We say a bounded set has volume when the Riemann integral $\int_A 1_A$ exists, and we call that value the volume of A (where $1_A(x) = 1$ if $x \in A$ and $1_A(x)=0$ otherwise).

I know that volume zero implies measure zero but in general measure zero doesn't imply volume zero (there are sets with measure zero but no volume). So this leads us to the following "corollary", which we stated in class but didn't prove:

Let $f:A \subset \mathbb{R}^n \to \mathbb{R}$ a bounded function over a bounded set $A$ such that $f(x) \geq 0, \forall x \in A$ and $\int_A f(x)\ dx = 0$ (Riemann integral). Show that the set $\{x \in A: f(x) \neq 0\}$ has volume zero.
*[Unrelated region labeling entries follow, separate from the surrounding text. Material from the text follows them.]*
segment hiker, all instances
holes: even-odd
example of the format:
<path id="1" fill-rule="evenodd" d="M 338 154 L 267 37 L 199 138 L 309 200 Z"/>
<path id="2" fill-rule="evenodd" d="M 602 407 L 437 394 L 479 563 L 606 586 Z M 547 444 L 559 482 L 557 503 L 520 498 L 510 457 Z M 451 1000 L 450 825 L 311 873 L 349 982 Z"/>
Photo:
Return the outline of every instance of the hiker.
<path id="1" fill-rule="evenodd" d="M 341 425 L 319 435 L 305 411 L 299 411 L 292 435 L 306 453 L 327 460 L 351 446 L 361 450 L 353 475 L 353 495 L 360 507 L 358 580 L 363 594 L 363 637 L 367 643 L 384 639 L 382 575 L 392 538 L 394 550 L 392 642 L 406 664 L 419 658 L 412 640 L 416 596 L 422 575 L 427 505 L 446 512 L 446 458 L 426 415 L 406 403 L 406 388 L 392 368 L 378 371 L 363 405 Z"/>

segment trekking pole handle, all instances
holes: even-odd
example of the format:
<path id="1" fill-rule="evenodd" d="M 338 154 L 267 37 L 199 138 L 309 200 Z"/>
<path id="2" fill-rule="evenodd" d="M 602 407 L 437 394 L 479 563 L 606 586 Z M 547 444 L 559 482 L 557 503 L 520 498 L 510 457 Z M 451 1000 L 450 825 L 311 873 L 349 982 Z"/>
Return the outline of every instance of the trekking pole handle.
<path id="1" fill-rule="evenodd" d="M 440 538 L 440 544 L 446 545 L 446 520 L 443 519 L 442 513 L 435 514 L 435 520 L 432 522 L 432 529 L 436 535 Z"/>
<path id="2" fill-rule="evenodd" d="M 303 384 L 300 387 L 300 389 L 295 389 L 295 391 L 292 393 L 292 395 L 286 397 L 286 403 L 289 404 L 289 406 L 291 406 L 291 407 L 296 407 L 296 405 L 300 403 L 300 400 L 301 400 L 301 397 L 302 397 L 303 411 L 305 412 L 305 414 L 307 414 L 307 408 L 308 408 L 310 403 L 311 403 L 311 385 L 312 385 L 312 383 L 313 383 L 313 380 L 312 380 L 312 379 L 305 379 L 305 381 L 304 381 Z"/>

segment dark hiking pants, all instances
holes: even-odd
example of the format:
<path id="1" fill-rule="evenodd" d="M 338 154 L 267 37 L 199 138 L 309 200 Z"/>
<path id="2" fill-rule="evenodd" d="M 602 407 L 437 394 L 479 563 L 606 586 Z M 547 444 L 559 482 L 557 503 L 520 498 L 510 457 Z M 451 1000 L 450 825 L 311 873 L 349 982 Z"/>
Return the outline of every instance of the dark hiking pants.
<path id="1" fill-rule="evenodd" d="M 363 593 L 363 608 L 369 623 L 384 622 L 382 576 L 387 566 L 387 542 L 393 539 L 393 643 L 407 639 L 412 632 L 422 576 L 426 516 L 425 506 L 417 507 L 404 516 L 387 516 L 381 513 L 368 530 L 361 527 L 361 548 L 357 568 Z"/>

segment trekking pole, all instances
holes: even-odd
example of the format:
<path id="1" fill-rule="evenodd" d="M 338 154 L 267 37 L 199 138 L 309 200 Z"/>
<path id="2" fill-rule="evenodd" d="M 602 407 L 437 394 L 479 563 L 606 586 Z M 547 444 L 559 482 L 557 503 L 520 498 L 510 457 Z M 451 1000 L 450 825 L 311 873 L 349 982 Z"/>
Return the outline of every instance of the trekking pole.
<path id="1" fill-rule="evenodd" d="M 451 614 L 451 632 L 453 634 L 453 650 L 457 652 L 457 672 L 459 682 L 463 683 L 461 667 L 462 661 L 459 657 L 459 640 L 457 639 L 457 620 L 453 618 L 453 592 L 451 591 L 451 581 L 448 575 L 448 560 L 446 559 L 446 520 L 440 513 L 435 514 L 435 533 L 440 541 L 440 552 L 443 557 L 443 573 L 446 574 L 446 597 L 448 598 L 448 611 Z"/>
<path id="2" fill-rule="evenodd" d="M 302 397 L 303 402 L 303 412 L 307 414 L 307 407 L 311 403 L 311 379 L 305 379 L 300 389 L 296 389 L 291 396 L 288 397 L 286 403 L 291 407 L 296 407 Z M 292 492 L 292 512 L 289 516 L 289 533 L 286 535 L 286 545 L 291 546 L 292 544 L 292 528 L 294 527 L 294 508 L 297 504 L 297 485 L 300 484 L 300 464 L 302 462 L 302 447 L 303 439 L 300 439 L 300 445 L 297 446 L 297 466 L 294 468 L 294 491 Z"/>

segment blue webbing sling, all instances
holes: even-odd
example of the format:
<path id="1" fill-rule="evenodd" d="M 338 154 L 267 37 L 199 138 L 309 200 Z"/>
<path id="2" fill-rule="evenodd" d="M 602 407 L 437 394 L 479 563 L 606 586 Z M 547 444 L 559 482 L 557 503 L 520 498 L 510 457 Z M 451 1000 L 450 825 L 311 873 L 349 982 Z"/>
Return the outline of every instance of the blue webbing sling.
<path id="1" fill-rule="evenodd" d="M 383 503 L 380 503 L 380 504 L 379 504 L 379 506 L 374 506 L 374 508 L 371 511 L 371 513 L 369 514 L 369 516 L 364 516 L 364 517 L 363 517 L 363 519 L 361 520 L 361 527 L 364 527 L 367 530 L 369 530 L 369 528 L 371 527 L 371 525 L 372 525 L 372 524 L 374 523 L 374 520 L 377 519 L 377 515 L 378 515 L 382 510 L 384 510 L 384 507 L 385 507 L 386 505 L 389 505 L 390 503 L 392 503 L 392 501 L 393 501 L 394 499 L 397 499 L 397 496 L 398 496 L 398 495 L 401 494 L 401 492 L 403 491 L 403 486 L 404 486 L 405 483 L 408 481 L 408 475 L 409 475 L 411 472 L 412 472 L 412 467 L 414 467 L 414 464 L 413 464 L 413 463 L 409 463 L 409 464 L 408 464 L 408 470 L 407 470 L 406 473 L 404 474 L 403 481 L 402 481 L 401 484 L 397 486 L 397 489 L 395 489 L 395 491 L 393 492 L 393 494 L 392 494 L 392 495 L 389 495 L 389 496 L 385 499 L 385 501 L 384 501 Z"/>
I've seen that corollary over and over again in several sources but with a small difference: they all replace volume by measure. So this combined with my small introduction (measure zero not always implies volume zero) makes me think the stronger version (that with volume zero) is not true (otherwise, why don't all just write volume?). My previous attempt to build a counterexample lead to naught (see this question), but I still think that weird functions and weird sets where the corollary's false exist. In particular, maybe a function with a set of discontinuities with measure zero but no volume.

So, can anyone come up with a counterexample? Thanks in advance!

Best Answer

Thomae's function $f \colon [0, 1] \to [0, \infty)$ is Riemann integrable with $\int_{0}^{1}f(x)\,dx = 0$. But $\{x : f(x) \neq 0\} = \mathbb{Q} \cap [0, 1]$, which is not Riemann measurable.